Important features include:

  • Multi-node network used to represent the country of Nigeria at either the admin-2 level or the 10km length scale.

  • Network infectivity contagion transfer between nodes.

  • Acquisition-transmission covariance.

  • HINT structure to create non-participatory populations.

  • Genome mutation dynamics and mutation labeling.

  • Genome based variable infectivity.

  • Clade labeling to create variable genome reversion trajectories.

  • Immunity initialization from external data (IDM’s Polio Immunity Mapper).

  • Pre-specificed calendar of supplemental immunization activities (SIAs).

  • Maternally derived immunity.

  • Node-level variance in R0 value.

  • Overdispersion of the infection rate.

  • Maximum simulation duration based on elapsed time.

  • Weighted agents to represent multiple individuals per agent.

  • Population serosurveys implemented using custom reporters.

model_rubella01

Simulations that produce Figure 5 in the manuscript “Examination of scenarios introducing rubella vaccine in the Democratic Republic of the Congo.” These simulations are used to demonstrate the potential for increased congenital rubella syndrome (CRS) after vaccine introduction.

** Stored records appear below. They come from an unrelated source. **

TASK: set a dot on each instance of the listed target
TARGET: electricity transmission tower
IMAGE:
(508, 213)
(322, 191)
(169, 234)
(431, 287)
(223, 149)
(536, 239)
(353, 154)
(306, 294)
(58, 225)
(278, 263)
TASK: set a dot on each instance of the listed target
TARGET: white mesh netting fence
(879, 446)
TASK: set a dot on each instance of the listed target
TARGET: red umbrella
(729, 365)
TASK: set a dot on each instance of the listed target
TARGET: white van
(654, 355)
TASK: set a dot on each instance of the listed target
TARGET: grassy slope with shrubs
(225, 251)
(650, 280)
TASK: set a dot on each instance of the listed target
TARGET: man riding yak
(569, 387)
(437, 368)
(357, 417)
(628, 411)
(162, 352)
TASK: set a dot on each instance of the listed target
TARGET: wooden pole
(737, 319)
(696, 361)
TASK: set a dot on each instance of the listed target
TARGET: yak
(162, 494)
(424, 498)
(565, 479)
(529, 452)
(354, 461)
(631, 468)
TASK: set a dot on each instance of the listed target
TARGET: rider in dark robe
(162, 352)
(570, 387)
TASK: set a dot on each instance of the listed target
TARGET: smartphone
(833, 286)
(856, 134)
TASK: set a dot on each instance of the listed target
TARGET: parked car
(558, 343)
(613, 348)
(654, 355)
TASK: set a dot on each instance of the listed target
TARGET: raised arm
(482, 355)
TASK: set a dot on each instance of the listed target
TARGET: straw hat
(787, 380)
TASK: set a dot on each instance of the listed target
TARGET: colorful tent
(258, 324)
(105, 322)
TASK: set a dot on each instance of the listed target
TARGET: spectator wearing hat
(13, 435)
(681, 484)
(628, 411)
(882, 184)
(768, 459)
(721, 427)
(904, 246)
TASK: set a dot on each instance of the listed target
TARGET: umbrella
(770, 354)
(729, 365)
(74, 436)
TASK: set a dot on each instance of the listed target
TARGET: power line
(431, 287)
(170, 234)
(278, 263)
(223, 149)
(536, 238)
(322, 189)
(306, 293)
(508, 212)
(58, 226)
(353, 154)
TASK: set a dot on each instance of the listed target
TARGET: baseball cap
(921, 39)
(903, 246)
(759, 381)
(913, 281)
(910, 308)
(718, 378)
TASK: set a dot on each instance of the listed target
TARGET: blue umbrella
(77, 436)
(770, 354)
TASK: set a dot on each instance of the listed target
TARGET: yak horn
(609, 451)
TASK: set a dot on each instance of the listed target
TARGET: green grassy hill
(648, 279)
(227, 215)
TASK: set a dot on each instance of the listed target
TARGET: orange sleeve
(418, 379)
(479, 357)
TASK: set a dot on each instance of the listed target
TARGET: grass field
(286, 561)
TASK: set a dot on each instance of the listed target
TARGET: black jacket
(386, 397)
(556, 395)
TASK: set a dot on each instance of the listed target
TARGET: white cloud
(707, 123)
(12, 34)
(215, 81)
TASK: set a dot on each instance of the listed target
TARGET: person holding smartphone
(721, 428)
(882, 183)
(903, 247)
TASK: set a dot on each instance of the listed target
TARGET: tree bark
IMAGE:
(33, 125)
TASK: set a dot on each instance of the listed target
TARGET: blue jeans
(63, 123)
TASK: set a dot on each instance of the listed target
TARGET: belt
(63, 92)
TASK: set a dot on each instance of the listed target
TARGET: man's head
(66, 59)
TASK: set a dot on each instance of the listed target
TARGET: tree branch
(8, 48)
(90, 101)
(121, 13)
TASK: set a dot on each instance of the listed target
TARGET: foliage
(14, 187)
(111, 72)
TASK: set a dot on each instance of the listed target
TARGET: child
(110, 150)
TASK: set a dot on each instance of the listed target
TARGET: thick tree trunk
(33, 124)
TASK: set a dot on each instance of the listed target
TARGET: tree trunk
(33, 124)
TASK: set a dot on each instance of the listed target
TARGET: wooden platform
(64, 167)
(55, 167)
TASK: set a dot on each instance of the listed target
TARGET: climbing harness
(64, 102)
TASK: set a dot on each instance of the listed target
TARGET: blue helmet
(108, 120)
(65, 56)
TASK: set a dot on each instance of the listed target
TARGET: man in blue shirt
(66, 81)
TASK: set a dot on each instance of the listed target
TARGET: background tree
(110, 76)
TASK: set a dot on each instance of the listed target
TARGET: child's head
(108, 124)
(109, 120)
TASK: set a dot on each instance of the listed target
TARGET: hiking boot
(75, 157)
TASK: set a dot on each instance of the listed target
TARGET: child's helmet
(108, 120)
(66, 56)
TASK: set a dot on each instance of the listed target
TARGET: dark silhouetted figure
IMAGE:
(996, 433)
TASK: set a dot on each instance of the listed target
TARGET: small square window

See https://doi.org/10.1016/j.jvacx.2021.100127

Extensions the cited work to examine the impact of non-steady-state demographics; vital dynamics and fertility from WPP data. Applies agent weights during simulation so that outputs are corectly scaled to total population.

Important features include: - Maternally derived immunity. - Optional steady-state population pyramid. - Very low rates of exogeneous importation. - Posterior distribution of R0 values used as input.

model_transtree01

This example demonstrates the implementation of superspreading behavior and its visualization using transmission trees. These simulations use a constant R0 value of 1.5 and one of two variance levels for the secondary transmission rate: constant or exponential. A constant rate has all infected individuals tranmsit with a Poisson rate equal to the R0 value; an exponential rate has each infected individual transmit with a Poisson rate that is drawn from an exponential distribution with mean equal to the R0 value.

Each simulation has a default network of 16 nodes (4-by-4 grid) that are well mixed using the network infectivity feature. Simulations are implemented as multi-core (two cores per simulation) to demonstrate logging and transmisssion between nodes hosted on different cores (note that cores may or may not be co-located on a common machine.)

An outbreak is initialized by a constant importation pressure of infected individuals. There is no age structure, vital dynamics, or waning. All simulations run for 1000 time steps of until total infectivity falls to zero.

Data for the explicit transmission tree is generated by applying infection labels based on the unique ID of the infecting agent. Logging is provided by the event database (SQLite format) that records these infection labels. Each record provides a unique ID for the infected agent and the unique ID for the infecting agent. Infected individuals imported to initialize the outbreak have their infecting agent’s ID label set to zero.